Chronicle of a Summer
| Chronicle of a Summer | |
|---|---|
| Chronique d'un été | |
| Directed by | Jean Rouch and Edgar Morin |
| Produced by | Anatole Dauman |
| Narrated by | Jean Rouch |
| Cinematography | Michel Brault Raoul Coutard Roger Morillière Jean-Jacques Tarbès |
| Edited by | Néna Baratier Françoise Collin Jean Ravel |
| Music by | Pierre Barbaud |
Release date |
|
Running time | 90 minutes |
| Country | France |
| Language | French |
Chronicle of a Summer (French original title: Chronique d'un été) is a 1961 French documentary film shot during the summer of 1960 by sociologist Edgar Morin and anthropologist and filmmaker Jean Rouch, with the technical and aesthetic collaboration of Québécois director-cameraman Michel Brault.
The film is widely regarded as structurally innovative and an example of cinéma vérité and direct cinema.
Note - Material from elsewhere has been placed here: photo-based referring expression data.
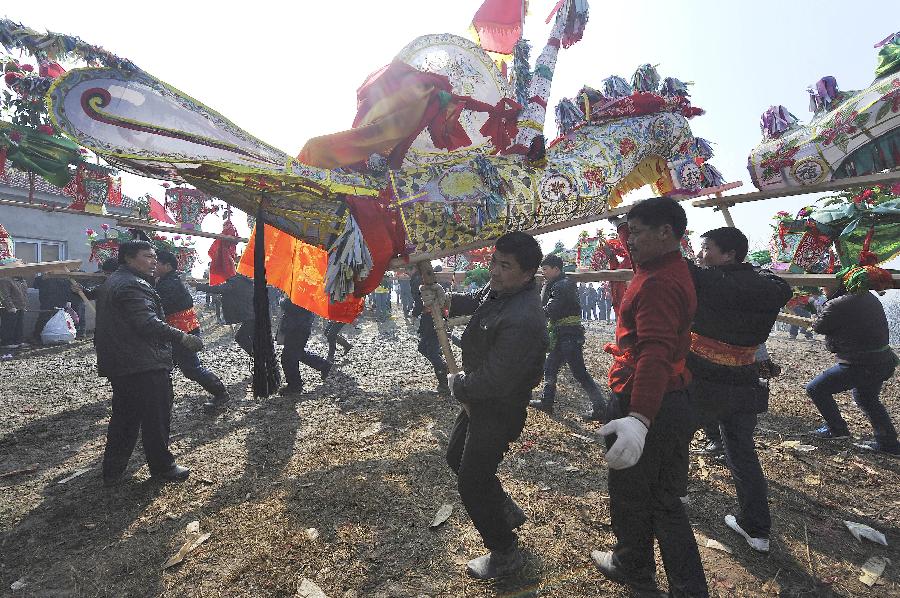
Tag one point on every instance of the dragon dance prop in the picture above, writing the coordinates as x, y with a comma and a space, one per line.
105, 245
859, 225
851, 133
444, 151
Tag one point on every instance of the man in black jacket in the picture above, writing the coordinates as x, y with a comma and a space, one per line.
237, 307
178, 305
561, 304
296, 326
134, 350
503, 350
736, 309
856, 331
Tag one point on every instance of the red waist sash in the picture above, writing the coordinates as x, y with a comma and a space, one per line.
721, 353
185, 321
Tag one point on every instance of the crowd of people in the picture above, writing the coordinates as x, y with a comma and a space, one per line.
689, 353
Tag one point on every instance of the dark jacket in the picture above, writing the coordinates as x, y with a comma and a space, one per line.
174, 294
131, 336
13, 293
737, 304
855, 329
295, 320
237, 298
560, 300
503, 346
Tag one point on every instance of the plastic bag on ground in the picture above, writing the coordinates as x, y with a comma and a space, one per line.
59, 329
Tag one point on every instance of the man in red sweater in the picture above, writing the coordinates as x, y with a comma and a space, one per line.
650, 415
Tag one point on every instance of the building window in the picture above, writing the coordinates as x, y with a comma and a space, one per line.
32, 251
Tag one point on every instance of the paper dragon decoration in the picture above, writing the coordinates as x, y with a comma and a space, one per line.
851, 133
444, 152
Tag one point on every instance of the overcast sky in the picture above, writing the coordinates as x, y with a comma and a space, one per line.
286, 72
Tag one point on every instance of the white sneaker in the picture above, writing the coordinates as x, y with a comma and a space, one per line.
758, 544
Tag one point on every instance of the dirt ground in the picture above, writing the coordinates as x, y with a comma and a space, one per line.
340, 485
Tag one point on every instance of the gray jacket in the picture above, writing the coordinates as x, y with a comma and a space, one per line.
131, 334
503, 346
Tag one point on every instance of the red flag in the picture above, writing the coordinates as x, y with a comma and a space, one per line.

The term "cinéma vérité" was suggested by the film's publicist and coined by Rouch, highlighting a connection between film and its context, otherwise referred to as reflexive documentary. Brault confirmed this in an interview after a 2011 screening of Chronique d'un été at the TIFF Bell Lightbox in Toronto.
The film was screened at the 1961 Cannes Film Festival where it won the FIPRESCI International Critics' Prize. In a 2014 Sight & Sound poll, film critics voted Chronicle of a Summer the sixth-best documentary film of all time.